Lanoi wanted the game played in her home country, where mentioning HIV and AIDS brings the immediate stigma of promiscuity.

Her husband took the game with him while visiting Kenya. He shared it with organizations, including a drama group called the Linda Arts Organization, which adopted and shared the game. It made its way around the country, from rural schools to the Ministry of Education, Science and Technology.

BUMPY ROADS

Harman’s connection to the Methodist Church of Southern Africa has also moved the game through other countries in the region. In Tucson, she attends Saint Francis in the Foothills United Methodist Church.

On their three-month trip about two years ago, Harman and her husband bumped down roads to get to schools.

“We were out in the boonies,” Harman says. “I remember calling one Methodist minister to tell him we would be late to meet him because we were lost, and he said, ‘Welcome to Africa.’”

UA graduate Adam Rubin and Tanzanian Uswege Mwakapango, two men who had already been distributing the game, accompanied them.

In Tanzania, Harman saw it played in Swahili for the first time.

“I’ll never forget going to this remote school, and the headmaster said that this game is really important to Tanzania’s future,” she says. He went on to tell the group that peer educators of the game demonstrated more confidence and better critical-thinking skills than their classmates. Some students also planned to do outreach with the police and local prison.

“The kids were becoming community leaders with the game,” Harman says.

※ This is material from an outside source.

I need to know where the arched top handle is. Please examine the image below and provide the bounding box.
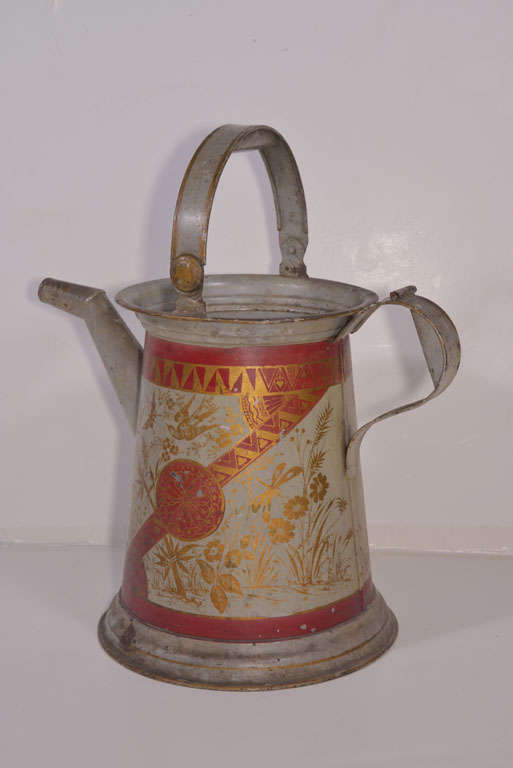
[171,125,308,316]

Another friend took the game to Uganda as part of her work with the Peace Corps, and after simplifying the cards and the art on the cloth “board,” the game is now being manufactured there. It is the only place outside of Tucson where the game is produced, but Harman would like to see that spread.

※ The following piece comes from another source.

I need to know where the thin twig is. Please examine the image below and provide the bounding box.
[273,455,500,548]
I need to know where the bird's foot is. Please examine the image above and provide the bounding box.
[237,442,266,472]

“It’s been a bumpy ride trying to find something that worked, ... ” says Alan Harman, 74. “You do get your ups and downs, just the same as you do in life.”

Rubin, 26, says this is not a rigid project.

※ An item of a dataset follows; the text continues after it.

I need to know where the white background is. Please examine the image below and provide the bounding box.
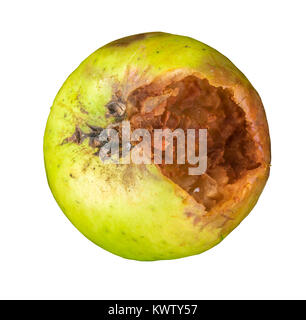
[0,0,306,299]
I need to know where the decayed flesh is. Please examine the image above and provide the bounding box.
[128,76,261,210]
[63,76,261,211]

Harman “has allowed the project to move forward organically on its own,” he says. “It’s flourishing into something she didn’t expect.”

Donations and grants have provided the funding so far, and in April, Harman will find out if the game made it through the first round of cuts for a Bill & Melinda Gates Foundation grant.

“My faith believes that we are all one, we are all connected, and we all have a duty to one another to look out for one another,” she says. “We can’t say what happens in Africa doesn’t impact us here. We are a world community.”